On Wednesday, the SACP supported its alliance partner, Cosatu, in a nationwide strike against state capture and corruption.

Thousands took to the streets, some echoing the calls for President Jacob Zuma to step down.

Cronin said back in 1994, there were many illusions.

"With the Mandela presidency itself, basically the struggle was largely over and that we were now sort of a normal society, turning into a normal world. That illusion was actively cultivated from outside, with speak about the rainbow nation and so forth," Cronin said.

"We did not press ahead with the necessary structural changes that were required. The key beneficiaries of that early period were actually big capital, big monopoly capital inside South Africa."

Cronin said government mistakenly implemented neoliberal policies and macroeconomic policies.

"We liberalised trade, we liberalised exchange controls and so forth. There was a massive outflow of capital from our country which had been penned in by sanctions in the '80s and early '90s," Cronin said.

"We lost control of key parts of the economy, we lost sovereign control over it."

Next came black economic empowerment (BEE).

"Not every South African benefited from being on a board of directors. There were limited spaces and that set up huge competition and rivalry between aspirant BEE elements," Cronin said.

"Part of the Zuma support in Polokwane [ANC national conference in 2007] was also coming from aspirant BEE or actual BEE people who were not in the inner circle of the Mbeki period. Those elements are behind a lot of what we are now seeing, the state capture, the looting of public resources and so on."

Cronin said the SACP's vision at Polokwane was not one of supporting Zuma.

"We didn't and still are not specifically supporting any particular candidate for the ANC's December conference. But many people said the SACP's body language back then, though it didn't pronounce formally, clearly showed support for Zuma," Cronin said.

"That had everything to do with a huge dissatisfaction, which was not just SACP dissatisfaction, in the role that Mbeki was playing in the ANC. It was a default position in supporting Zuma. Zuma also very actively courted both the unions and the SACP at that time and promised to behave very differently."

He said Mbeki, at the same time, was very actively marginalised by the SACP and Cosatu.

"There are hard lessons that the SACP and Cosatu need to learn from this period. Too much faith was placed in a presidential figure. That is why, as a party, we are not saying that we support this or that candidate for the forthcoming ANC national conference," Cronin said.

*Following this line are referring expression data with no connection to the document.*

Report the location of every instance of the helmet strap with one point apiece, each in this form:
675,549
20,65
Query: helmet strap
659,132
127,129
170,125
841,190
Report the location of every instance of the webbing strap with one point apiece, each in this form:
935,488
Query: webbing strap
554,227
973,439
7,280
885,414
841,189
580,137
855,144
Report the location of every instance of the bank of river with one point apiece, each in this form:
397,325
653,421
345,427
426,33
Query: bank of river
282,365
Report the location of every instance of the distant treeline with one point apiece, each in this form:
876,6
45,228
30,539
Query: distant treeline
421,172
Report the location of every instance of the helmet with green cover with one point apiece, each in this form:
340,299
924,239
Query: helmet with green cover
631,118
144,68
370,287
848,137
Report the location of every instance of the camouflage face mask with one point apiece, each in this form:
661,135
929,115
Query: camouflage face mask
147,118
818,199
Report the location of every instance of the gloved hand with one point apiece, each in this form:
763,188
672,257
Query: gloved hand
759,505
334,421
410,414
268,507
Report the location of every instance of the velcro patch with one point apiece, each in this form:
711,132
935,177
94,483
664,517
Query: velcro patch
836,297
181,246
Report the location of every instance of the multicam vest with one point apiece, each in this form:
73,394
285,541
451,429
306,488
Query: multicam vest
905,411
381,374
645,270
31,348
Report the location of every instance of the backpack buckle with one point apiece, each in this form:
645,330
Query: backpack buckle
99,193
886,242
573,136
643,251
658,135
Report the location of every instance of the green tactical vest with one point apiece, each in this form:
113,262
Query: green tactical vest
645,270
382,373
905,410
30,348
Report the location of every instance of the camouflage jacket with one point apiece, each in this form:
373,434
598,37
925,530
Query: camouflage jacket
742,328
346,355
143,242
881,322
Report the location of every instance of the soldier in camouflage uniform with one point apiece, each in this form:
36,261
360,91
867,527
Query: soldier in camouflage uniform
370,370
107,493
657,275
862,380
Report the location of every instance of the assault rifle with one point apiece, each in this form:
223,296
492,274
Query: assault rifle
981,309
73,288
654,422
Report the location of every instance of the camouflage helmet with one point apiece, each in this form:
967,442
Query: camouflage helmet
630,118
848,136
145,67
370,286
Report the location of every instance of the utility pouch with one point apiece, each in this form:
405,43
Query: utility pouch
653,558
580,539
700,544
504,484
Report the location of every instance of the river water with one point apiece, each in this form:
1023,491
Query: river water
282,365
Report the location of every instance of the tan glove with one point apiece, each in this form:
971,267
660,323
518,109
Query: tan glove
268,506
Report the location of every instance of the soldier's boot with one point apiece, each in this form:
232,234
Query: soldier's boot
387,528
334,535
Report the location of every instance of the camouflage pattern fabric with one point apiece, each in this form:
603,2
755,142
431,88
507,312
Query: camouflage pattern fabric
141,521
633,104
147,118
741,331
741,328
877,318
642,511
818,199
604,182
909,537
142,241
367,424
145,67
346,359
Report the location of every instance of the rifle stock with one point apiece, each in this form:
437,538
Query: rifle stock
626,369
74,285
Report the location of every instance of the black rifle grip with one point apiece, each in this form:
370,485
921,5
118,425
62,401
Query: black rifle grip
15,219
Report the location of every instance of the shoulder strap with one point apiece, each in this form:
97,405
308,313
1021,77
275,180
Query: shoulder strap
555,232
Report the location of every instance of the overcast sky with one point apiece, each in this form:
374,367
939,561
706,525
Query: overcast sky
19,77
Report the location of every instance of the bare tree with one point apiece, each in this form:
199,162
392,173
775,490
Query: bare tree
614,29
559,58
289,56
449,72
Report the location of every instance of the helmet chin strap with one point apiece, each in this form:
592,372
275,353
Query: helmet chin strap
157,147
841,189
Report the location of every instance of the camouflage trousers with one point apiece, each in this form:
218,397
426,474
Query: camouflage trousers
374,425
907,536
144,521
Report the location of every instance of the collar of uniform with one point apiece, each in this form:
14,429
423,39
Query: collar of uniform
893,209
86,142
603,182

"We would like to see an ANC that emerges stronger, non-corrupt, and have principled, collective leadership."

Cosatu has called for Zuma's head to roll and has banned him from speaking at any of their events. It has instead thrown its weight behind Deputy President Cyril Ramaphosa for the ANC's next president.

At the same time, the SACP last month announced it planned to contest future elections –- although it would not say which election -– independently from the ANC.